Challenge #3: At 0%, 100% and approximately 25% of loading time in the curve above, the shaded area of the curve collapses down to negligible size. How would you explain this? Clue: each instance might be for a different reason
In some biomechanical analyses, multiple signals are time-normalised and plotted together in arrays of plots. The plot below shows a portion of a typical array of kinematics plots for a clinical gait analysis. Here the grey shaded curves are reference values (2 standard deviations about a mean curve) from a database of typically developed children. The red lines represent the left leg during left side gait cycles, and the green lines represent the right leg during right side gait cycles. The vertical lines represent the time normalised foot off event during the respective gait cycles.
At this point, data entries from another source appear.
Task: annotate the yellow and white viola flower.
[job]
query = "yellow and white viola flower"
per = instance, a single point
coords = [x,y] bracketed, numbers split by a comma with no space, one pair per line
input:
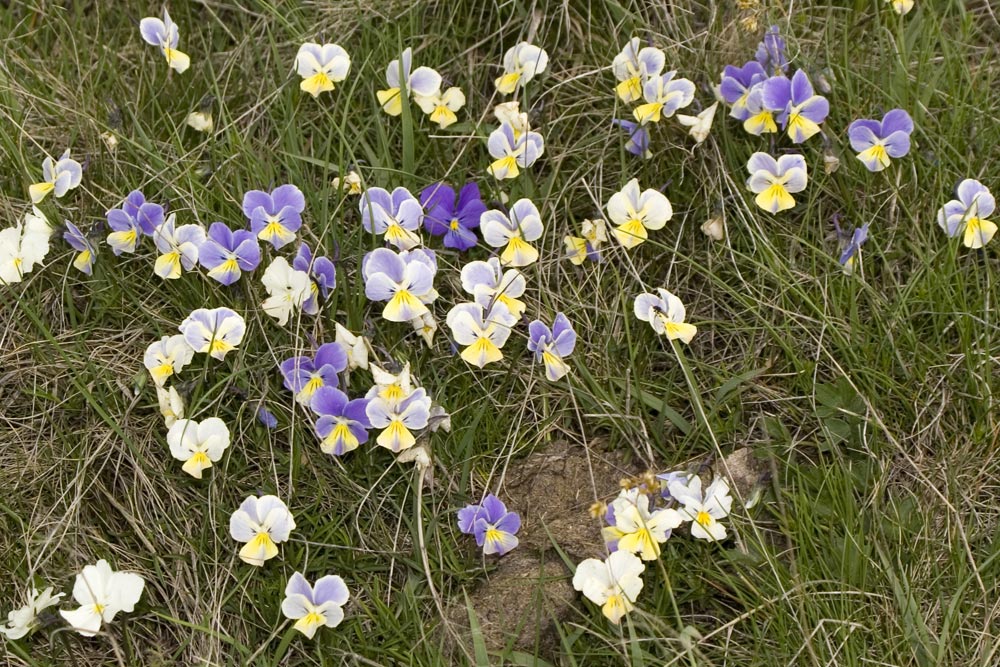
[701,124]
[666,314]
[58,177]
[513,233]
[165,35]
[404,81]
[24,246]
[166,357]
[775,181]
[198,444]
[262,523]
[321,66]
[441,106]
[614,583]
[634,66]
[521,64]
[288,289]
[636,212]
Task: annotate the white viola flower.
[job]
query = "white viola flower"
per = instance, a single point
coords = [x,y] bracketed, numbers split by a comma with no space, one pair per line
[321,66]
[487,282]
[313,607]
[21,622]
[166,357]
[198,444]
[521,64]
[513,233]
[665,313]
[171,405]
[288,289]
[636,212]
[613,583]
[701,124]
[101,593]
[23,246]
[58,177]
[178,247]
[261,523]
[703,510]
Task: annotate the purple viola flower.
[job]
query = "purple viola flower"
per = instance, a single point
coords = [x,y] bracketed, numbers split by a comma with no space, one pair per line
[451,217]
[275,217]
[798,108]
[342,424]
[322,272]
[303,376]
[771,52]
[637,142]
[494,527]
[737,82]
[226,254]
[876,141]
[551,346]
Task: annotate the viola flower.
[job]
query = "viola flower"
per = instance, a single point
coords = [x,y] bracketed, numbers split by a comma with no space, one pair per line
[638,137]
[287,288]
[314,607]
[634,66]
[404,81]
[275,217]
[587,246]
[214,332]
[664,95]
[304,376]
[799,109]
[771,52]
[452,217]
[441,107]
[737,82]
[321,271]
[967,214]
[774,181]
[343,424]
[391,278]
[553,345]
[613,583]
[178,248]
[397,216]
[521,64]
[398,418]
[701,124]
[876,141]
[23,621]
[512,151]
[101,593]
[665,313]
[760,119]
[487,282]
[23,246]
[514,233]
[226,254]
[262,523]
[86,252]
[165,35]
[321,66]
[58,177]
[357,348]
[171,405]
[703,511]
[636,212]
[198,444]
[483,332]
[166,357]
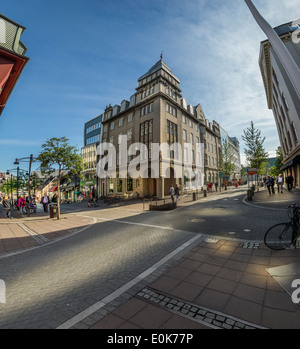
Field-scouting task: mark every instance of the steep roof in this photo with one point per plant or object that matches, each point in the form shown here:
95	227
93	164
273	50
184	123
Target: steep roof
156	67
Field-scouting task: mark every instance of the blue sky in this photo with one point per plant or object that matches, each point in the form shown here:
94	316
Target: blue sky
87	54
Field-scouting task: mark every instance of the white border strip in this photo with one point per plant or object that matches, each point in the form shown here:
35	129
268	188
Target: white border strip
104	301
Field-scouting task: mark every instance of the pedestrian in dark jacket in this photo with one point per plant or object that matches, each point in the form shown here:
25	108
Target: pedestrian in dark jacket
7	206
289	181
45	201
270	185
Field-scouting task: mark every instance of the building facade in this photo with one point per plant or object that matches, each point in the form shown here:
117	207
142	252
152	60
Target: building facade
282	97
234	146
155	114
92	137
210	137
12	57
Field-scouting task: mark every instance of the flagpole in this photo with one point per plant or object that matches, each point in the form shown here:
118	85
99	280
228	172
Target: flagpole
282	52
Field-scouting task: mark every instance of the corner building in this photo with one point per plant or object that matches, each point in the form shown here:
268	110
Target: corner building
156	113
282	97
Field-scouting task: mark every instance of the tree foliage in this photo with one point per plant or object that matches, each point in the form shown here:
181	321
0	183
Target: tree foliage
58	155
275	170
255	153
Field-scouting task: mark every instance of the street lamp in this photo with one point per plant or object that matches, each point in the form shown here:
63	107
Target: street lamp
8	172
29	159
11	193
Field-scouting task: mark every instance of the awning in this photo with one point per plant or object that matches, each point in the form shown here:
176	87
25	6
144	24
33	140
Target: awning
6	66
291	163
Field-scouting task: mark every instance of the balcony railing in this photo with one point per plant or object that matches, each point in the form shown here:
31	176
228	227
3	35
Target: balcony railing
10	33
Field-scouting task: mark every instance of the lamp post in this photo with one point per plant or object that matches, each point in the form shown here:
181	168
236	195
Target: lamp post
11	192
29	159
8	172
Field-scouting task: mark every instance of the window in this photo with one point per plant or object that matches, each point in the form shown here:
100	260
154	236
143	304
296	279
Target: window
171	110
192	138
172	136
129	134
294	132
285	103
185	155
147	109
146	136
119	186
129	184
111	186
193	156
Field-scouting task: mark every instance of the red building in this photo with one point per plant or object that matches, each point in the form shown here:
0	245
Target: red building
12	57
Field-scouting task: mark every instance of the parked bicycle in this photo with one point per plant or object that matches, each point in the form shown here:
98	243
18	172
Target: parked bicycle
284	235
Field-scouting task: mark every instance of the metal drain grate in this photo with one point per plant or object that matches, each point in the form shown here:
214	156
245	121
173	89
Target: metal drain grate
251	244
210	318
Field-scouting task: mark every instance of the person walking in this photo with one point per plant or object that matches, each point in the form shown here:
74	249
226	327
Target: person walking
279	182
21	204
289	181
45	201
177	194
171	192
270	185
7	206
216	185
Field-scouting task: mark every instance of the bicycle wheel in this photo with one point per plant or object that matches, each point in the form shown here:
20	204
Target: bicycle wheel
279	236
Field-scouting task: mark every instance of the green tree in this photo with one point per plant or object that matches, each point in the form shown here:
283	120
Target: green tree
255	153
275	170
59	155
227	165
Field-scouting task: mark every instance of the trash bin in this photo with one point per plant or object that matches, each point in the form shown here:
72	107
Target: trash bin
53	210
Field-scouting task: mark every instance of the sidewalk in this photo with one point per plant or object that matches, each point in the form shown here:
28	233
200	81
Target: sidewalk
24	232
214	283
219	283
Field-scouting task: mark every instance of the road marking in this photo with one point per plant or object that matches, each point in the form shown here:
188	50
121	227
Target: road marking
134	223
7	255
104	301
41	239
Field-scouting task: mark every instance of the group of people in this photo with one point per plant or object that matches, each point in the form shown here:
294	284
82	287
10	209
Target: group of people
21	205
270	183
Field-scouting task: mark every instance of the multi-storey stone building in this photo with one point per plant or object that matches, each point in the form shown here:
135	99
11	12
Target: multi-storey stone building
282	97
210	137
155	114
92	138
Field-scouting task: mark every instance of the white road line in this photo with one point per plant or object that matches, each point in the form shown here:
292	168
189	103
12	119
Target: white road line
104	301
134	223
41	239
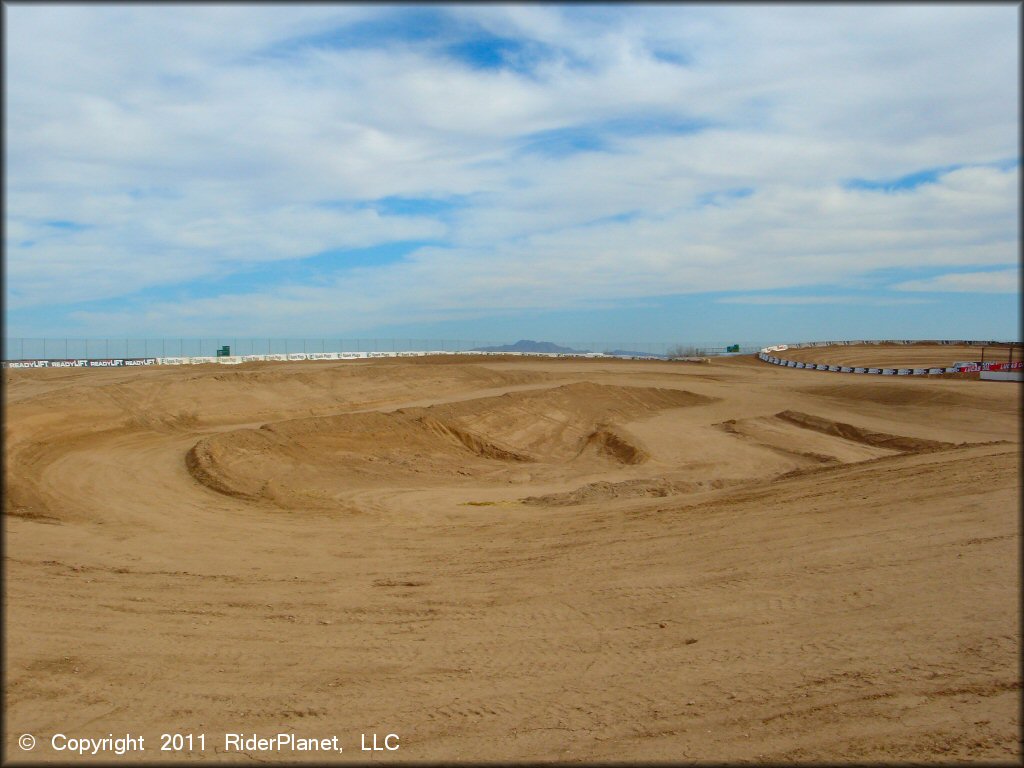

There are many ways that one can use time-normalisation for biomechanical visualisations. The graph above illustrates how time-normalised curves can be used to compare left and right side asymmetries, as well as deviations from reference data of other people. Similarly, it is possible to plot two test sessions together to compare changes over time. In some cases, you may want to plot one time-normalised signal relative to another (coordination plots instead of signal-time plots), or to plot all the individual curves for multiple participants in an entire research study to visually identify outliers (very helpful when cleaning and/or checking data).
Time normalised signals can also be used for numerical analysis. With time-normalisation it becomes possible to perform calculations with signals which were measured at different frequencies, at different times (left vs right gait cycles) or even in different sub-phases. Besides performing basic element-wise arithmetics with time-normalised signals (addition, subtraction, multiplication etc), it has also become quite common to perform statistical comparisons of time-normalised signals in biomechanics. This topic is beyond the scope of this post, but the interested reader is encouraged to investigate Statistical Parametric Mapping (SPM analysis) for more details.
Signal segmentation is very commonly used in biomechanical analysis for analysing and comparing signals during a particular movement phase. This technique is particularly useful when visually inspecting multiple test sessions and/or participants for trends or outliers. It reduces time-shift when comparing movements performed at different speeds and makes it possible to calculate average segment signals, as well as signal variability at different points in the movement phase. As shown in this post, the choice of movement sub-phase for time-normalisation is very important because it can over- or under-emphasise temporal shifts.